A abertura do mercado no próximo ano deve incentivar a competição, mas a briga pode se concentrar nos usuários que geram maior faturamento. As concessionárias Telefônica, Telemar, Brasil Telecom e Embratel que adiantarem as metas de universalização de 2003 poderão pleitear novas licenças para operar fora de sua atual área de atuação.
Nos próximos dias, a Anatel deve colocar em consulta pública o regulamento para as novas licenças de telefonia fixa. O conselho diretor da agência irá discutir as regras em sua reunião de hoje. O regulamento prevê três tipos de licença. Um deles divide o País em três grandes regiões, equivalentes às áreas da Telefônica, Brasil Telecom e Telemar. Em outro, o Brasil será dividido em 67 regiões, equivalentes às áreas de numeração da telefonia fixa. Por fim, haverá licenças somente para telefonia de longa distância.
A Anatel prevê que, até 2005, serão instalados mais 15 milhões de linhas no País. O vice-presidente da Anatel acredita que a maioria dos novos telefones será disponibilizada por competidores, já que as concessionárias acenam com uma desaceleração de investimentos em suas áreas. Perrone destaca que as metas de qualidade para as novas licenças serão as mesmas das concessionárias. As autorizações incluirão compromissos de densidade de telefones instalados e de número de localidades atendidas. A dificuldade de se implementar a competição na telefonia local não é restrita ao Brasil.
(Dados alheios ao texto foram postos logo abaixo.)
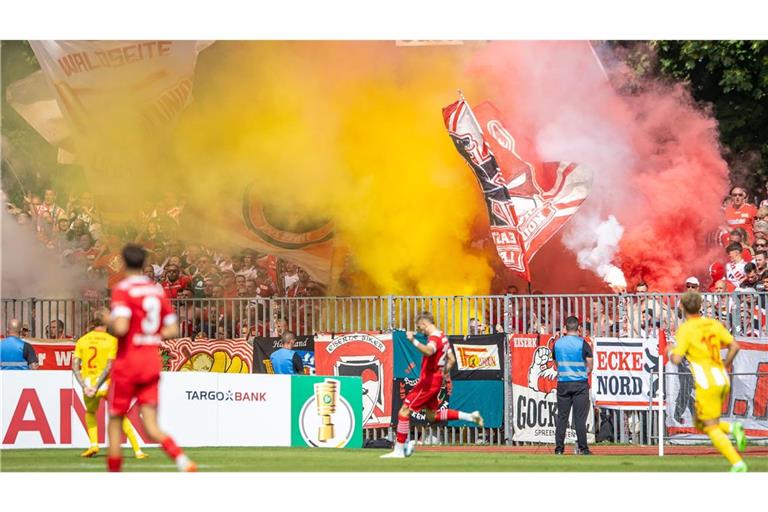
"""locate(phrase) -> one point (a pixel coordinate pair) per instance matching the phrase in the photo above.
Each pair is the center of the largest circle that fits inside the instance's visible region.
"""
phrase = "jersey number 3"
(151, 321)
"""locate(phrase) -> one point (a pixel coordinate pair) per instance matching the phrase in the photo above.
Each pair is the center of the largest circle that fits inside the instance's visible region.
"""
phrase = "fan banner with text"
(368, 355)
(747, 401)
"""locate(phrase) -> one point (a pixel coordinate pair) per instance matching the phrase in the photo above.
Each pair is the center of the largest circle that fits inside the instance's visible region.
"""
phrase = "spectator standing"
(751, 280)
(15, 353)
(174, 282)
(740, 213)
(55, 330)
(573, 360)
(48, 212)
(285, 360)
(291, 276)
(149, 271)
(734, 269)
(739, 236)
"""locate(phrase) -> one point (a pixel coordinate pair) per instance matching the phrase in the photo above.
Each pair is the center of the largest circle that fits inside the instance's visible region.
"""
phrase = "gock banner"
(365, 355)
(475, 383)
(747, 401)
(534, 391)
(624, 374)
(53, 354)
(217, 356)
(263, 347)
(326, 412)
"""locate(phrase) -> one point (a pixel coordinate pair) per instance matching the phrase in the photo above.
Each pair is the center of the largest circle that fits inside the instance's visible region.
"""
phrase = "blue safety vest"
(12, 354)
(282, 361)
(569, 354)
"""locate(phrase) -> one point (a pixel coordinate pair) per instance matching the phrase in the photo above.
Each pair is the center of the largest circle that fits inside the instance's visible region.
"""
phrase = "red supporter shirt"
(432, 366)
(741, 218)
(172, 289)
(149, 309)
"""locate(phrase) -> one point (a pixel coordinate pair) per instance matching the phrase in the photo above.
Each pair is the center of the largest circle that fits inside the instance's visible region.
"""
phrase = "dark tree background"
(729, 78)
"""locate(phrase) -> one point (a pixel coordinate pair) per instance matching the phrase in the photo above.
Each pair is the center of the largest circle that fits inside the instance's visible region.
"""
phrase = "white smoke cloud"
(595, 243)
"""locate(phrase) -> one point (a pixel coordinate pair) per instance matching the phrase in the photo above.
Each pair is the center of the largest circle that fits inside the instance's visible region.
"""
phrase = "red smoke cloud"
(655, 156)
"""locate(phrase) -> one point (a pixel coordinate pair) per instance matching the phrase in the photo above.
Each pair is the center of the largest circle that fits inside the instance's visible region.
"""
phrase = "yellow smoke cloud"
(350, 131)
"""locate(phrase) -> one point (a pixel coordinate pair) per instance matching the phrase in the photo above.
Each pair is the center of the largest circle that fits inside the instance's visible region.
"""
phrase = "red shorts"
(424, 396)
(128, 385)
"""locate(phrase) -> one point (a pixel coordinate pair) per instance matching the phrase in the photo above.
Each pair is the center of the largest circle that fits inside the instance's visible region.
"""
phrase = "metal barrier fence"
(623, 315)
(601, 315)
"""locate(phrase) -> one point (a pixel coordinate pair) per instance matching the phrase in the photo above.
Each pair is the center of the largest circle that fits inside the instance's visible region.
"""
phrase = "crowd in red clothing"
(77, 233)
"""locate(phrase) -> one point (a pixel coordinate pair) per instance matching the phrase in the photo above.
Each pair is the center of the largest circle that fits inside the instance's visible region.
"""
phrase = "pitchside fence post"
(661, 405)
(508, 373)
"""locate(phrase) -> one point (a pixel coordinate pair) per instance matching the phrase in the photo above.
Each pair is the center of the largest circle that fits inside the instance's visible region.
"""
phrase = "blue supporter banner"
(486, 396)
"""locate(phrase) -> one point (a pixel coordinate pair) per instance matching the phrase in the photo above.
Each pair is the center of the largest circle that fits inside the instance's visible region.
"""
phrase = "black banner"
(264, 346)
(479, 357)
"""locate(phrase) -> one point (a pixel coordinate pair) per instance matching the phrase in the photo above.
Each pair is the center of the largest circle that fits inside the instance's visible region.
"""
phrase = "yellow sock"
(722, 443)
(131, 435)
(93, 431)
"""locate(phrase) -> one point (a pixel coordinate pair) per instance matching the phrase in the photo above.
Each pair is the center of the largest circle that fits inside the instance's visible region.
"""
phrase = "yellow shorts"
(709, 402)
(92, 403)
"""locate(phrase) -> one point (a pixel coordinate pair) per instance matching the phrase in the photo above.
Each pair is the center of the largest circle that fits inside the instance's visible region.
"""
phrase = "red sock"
(170, 448)
(447, 415)
(114, 463)
(403, 425)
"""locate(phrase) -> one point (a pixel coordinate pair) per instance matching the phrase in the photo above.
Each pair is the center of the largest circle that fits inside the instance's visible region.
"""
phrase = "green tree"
(732, 77)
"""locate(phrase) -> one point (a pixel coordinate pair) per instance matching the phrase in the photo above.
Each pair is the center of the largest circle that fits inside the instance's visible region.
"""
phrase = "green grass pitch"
(306, 459)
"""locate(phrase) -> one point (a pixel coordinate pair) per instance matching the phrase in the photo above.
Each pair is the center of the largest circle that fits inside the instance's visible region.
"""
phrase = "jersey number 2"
(151, 322)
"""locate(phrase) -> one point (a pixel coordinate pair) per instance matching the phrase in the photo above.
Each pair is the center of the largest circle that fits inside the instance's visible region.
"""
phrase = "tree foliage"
(732, 77)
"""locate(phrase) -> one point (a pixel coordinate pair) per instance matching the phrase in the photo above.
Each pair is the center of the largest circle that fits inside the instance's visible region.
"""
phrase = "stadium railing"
(601, 315)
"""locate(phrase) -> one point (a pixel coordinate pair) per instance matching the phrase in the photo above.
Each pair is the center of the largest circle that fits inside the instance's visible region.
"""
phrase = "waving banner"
(624, 375)
(527, 202)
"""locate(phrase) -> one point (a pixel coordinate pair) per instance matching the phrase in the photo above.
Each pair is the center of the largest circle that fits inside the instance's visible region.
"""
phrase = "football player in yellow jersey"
(699, 340)
(91, 364)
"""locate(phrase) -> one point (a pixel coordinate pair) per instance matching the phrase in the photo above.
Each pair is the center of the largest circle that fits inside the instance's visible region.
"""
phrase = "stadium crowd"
(80, 237)
(77, 233)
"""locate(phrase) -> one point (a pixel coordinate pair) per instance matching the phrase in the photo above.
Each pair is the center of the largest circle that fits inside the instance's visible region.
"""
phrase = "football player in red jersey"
(436, 363)
(141, 317)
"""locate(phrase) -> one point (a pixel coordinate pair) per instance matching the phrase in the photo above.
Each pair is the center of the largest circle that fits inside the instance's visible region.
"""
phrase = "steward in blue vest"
(285, 360)
(15, 353)
(573, 359)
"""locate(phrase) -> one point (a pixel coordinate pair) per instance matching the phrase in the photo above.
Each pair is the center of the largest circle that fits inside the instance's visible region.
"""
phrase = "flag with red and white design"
(528, 201)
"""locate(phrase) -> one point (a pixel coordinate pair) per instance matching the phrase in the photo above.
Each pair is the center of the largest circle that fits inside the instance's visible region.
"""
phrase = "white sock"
(182, 461)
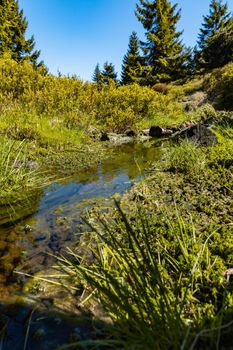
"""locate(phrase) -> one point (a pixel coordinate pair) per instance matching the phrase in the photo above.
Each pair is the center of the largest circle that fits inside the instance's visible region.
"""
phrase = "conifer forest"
(116, 194)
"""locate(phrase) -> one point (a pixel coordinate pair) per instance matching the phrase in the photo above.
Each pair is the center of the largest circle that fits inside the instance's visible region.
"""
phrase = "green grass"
(158, 265)
(15, 173)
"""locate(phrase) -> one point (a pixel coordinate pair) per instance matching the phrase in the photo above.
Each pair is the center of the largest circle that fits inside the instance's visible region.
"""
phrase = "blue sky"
(73, 35)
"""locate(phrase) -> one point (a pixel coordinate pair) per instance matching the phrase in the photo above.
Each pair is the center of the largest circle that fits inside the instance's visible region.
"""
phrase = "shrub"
(219, 85)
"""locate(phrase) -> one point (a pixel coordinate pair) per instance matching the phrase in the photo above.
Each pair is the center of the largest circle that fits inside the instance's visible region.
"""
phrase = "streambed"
(56, 223)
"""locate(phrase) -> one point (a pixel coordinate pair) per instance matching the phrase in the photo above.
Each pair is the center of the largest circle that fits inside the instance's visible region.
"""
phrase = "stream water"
(56, 220)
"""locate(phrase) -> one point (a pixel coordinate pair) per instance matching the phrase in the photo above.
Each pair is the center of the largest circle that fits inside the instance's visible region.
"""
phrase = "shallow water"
(56, 222)
(54, 225)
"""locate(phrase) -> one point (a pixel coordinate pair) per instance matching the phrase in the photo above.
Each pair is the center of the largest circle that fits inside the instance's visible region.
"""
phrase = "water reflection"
(56, 221)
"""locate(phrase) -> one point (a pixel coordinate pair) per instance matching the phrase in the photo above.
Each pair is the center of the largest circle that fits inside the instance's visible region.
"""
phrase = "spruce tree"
(131, 67)
(108, 73)
(13, 27)
(97, 75)
(213, 23)
(218, 50)
(163, 51)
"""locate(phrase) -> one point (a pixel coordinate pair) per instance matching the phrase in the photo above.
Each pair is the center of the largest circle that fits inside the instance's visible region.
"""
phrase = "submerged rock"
(158, 131)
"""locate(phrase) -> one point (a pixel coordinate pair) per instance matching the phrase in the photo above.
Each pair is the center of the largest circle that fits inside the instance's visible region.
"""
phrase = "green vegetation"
(162, 266)
(219, 85)
(13, 26)
(163, 52)
(131, 67)
(161, 262)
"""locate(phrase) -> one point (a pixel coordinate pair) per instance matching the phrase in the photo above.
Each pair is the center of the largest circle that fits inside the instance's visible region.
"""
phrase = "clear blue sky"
(73, 35)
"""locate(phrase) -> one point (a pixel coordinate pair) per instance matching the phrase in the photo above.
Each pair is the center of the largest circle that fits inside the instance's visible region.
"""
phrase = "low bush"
(219, 85)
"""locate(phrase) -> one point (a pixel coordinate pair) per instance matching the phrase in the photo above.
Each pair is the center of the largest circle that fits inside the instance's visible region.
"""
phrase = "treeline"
(162, 57)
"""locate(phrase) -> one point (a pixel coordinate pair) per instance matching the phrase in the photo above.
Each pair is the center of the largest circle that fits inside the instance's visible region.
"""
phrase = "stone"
(130, 133)
(156, 131)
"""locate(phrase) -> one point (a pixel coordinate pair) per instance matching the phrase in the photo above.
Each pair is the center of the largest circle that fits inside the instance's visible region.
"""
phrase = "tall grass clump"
(158, 280)
(16, 175)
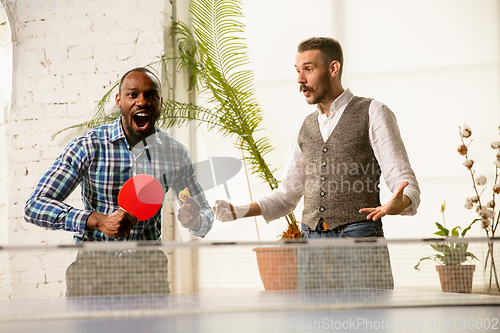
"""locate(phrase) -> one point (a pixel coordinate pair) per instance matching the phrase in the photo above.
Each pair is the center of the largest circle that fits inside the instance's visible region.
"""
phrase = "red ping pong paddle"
(141, 196)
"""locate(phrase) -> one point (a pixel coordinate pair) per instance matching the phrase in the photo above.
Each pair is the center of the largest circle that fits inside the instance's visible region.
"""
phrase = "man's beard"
(324, 87)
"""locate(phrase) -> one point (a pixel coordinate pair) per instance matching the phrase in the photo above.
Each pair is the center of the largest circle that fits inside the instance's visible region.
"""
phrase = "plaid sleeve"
(45, 207)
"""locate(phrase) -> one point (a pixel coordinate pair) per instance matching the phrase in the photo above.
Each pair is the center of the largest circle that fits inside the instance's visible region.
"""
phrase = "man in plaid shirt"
(104, 158)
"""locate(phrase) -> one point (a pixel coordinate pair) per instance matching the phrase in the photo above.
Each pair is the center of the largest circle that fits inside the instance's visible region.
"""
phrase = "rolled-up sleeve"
(391, 154)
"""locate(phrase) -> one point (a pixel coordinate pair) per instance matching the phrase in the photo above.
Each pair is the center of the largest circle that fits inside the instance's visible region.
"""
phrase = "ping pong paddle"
(141, 196)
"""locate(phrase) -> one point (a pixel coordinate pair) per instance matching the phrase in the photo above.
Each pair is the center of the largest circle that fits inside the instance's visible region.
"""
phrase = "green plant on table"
(449, 252)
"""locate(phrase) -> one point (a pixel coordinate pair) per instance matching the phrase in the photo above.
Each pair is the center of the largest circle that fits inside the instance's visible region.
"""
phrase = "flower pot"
(277, 267)
(456, 278)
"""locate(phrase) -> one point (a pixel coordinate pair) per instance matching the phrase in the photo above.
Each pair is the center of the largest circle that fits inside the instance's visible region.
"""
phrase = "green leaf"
(454, 231)
(442, 229)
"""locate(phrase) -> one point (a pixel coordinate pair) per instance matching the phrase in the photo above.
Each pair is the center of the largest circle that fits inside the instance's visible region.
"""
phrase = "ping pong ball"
(185, 192)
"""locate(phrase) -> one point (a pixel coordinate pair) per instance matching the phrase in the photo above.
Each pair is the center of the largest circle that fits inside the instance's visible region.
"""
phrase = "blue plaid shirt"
(102, 161)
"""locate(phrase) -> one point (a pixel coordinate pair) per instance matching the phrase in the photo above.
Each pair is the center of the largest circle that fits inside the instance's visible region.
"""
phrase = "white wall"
(434, 63)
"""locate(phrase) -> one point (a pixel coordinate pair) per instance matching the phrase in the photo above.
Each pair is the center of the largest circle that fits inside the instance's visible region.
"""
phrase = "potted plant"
(486, 209)
(213, 53)
(451, 254)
O ex-presidente da Vésper Virgílio Freire apontou que o modelo brasileiro de telecomunicações foi pensado num momento de euforia de tecnologia do mundo. ''Hoje nós vivemos um momento de crise mundial'', disse. Ressaltando não manter nenhuma ligação com a Vésper, Freire defendeu que a Anatel reveja os compromissos das espelhos. O presidente da Anatel, Renato Guerreiro, negou a revisão ''É impossível negociar as obrigações de atendimento das empresas-espelhos, pois constam dos contratos e foram determinantes para definir o vencedor na licitação'', explica Guerreiro.